Sur ce point, le Conseil constitutionnel rejoint clairement la décision rendue par la Cour de cassation le 13 septembre 2017, qui sanctionne une mesure de rétention administrative touchant un étranger en situation irrégulière, mesure intervenue à la suite d'un contrôle effectué sur le fondement de l'état d'urgence. Pour la Cour, la simple motivation du contrôle par une référence stéréotypée à Vigipirate et à l'état d'urgence ne suffit pas à justifier le contrôle.

Un substitut au détournement de procédure


La décision du Conseil replace ainsi les contrôles d'identité fondés sur l'état d'urgence dans le droit commun des contrôles de police administrative. Depuis le 1er novembre 2017, ils ont, en tout état de cause, disparu, et le droit commun s'appliquait donc déjà avant l'intervention du Conseil. On observe d'ailleurs que la loi du 31 octobre 2017, pourtant accusée de "pérenniser l'état d'urgence", n'a pas cru bon de reprendre les dispositions relatives au contrôle d'identité. En se bornant à élargir la zone des contrôles frontaliers, elle répond aux conditions posées par le Conseil.

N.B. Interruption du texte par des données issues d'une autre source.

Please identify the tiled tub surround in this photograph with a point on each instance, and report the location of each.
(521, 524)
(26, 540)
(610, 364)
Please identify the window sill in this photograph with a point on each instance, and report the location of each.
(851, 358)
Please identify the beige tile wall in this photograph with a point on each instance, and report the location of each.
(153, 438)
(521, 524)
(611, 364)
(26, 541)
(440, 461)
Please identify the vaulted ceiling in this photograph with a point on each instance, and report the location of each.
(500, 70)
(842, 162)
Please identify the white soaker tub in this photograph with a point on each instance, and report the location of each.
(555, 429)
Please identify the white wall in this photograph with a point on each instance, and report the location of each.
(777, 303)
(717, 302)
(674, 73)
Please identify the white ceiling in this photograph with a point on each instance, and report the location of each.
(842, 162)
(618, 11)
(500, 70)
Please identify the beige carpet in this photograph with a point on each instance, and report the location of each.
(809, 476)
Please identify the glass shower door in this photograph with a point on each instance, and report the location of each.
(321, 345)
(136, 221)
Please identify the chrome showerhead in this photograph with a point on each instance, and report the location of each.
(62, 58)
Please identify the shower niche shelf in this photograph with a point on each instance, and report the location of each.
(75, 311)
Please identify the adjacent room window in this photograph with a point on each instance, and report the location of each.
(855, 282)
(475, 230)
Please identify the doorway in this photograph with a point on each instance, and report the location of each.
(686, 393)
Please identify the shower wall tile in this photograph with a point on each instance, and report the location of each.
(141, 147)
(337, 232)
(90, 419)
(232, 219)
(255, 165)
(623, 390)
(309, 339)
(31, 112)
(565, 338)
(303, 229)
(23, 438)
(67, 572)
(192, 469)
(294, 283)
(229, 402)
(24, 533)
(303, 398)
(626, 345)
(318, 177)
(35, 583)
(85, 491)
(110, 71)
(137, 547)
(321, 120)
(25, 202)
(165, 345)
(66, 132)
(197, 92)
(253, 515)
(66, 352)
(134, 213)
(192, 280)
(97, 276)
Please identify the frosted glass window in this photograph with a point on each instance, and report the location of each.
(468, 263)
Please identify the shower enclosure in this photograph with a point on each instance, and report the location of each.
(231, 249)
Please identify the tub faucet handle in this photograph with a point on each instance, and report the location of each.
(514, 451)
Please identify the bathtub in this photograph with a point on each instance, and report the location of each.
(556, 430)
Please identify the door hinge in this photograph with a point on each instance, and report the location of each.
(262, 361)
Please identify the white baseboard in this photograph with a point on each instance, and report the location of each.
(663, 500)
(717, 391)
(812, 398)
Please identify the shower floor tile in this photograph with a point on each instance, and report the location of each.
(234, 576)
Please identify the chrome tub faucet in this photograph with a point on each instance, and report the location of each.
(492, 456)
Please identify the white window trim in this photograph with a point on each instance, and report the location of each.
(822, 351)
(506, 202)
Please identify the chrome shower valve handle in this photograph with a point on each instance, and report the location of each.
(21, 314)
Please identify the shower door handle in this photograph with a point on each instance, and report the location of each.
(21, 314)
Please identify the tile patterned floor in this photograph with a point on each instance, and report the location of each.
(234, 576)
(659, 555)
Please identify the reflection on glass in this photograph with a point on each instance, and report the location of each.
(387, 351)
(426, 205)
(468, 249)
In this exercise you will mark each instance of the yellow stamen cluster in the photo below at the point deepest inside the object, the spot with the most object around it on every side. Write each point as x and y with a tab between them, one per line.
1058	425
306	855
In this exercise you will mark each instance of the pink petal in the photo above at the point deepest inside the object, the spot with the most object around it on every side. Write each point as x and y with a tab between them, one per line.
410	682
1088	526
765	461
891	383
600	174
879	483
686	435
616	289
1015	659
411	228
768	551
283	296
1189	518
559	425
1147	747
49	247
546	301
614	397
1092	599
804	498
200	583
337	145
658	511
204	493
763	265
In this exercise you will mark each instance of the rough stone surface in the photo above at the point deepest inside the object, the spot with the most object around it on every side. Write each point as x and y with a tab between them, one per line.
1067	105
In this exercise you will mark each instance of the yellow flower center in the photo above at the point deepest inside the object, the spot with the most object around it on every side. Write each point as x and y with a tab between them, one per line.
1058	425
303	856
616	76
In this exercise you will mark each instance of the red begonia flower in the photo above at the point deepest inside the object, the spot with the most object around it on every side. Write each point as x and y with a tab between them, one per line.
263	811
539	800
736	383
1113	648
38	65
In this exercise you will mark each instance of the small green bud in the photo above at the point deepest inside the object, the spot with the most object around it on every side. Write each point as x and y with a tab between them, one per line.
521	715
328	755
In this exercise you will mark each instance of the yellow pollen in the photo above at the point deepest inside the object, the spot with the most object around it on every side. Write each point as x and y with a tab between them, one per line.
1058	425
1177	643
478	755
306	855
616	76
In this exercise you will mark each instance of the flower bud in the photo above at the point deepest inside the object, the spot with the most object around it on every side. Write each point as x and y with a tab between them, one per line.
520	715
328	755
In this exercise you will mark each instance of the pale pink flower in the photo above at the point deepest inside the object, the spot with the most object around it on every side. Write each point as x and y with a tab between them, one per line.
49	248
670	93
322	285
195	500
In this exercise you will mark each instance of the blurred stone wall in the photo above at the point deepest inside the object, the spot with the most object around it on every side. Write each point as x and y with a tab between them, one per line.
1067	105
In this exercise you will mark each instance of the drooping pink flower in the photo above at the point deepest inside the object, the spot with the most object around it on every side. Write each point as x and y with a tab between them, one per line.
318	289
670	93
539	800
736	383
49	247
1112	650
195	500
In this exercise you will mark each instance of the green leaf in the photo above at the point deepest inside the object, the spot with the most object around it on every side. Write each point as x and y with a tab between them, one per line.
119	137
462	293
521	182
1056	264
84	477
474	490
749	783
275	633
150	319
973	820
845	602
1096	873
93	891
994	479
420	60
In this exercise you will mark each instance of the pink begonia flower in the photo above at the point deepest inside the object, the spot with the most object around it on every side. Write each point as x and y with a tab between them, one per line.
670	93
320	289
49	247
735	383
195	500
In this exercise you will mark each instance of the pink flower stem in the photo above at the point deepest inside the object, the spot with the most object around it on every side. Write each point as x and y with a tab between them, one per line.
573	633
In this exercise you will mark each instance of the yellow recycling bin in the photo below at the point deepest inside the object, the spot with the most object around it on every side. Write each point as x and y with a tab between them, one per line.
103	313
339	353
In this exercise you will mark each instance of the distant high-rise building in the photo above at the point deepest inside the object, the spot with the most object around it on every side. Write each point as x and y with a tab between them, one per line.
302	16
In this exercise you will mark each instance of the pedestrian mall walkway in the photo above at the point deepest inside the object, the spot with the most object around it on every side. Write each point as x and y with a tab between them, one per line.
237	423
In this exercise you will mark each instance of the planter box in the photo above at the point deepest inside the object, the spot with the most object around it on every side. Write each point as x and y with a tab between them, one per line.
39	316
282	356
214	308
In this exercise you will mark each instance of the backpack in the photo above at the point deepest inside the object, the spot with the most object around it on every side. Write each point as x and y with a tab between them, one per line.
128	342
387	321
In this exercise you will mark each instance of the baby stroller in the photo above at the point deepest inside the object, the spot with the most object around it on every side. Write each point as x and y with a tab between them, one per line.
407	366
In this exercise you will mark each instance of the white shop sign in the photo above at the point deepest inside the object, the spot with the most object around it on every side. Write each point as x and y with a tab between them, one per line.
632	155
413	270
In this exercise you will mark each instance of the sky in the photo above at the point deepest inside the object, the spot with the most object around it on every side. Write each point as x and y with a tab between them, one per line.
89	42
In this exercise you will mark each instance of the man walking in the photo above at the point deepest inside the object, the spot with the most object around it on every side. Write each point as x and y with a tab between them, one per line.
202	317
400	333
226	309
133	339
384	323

Si elle n'a aucun intérêt pratique, la décision témoigne cependant d'une certaine forme d'avertissement. En effet, dans les pièces utilisées par le Conseil pour effectuer son contrôle, on trouve des extraits du rapport Raimbourg-Poisson particulièrement accablant pour l'administration. Celle-ci a fait usage de cette procédure  en dehors de toute circonstance d'urgence et d'exception. Elle a utilisé le contrôle d'identité d'état d'urgence à la place du contrôle de police administrative ordinaire, tout simplement pour éviter d'avoir à motiver sa décision, pour échapper à l'obligation de faire état de circonstances particulières constituant une menace pour l'ordre public. Considérée sous cet angle, la décision du Conseil constitutionnel ressemble à une sanction pour détournement de procédure.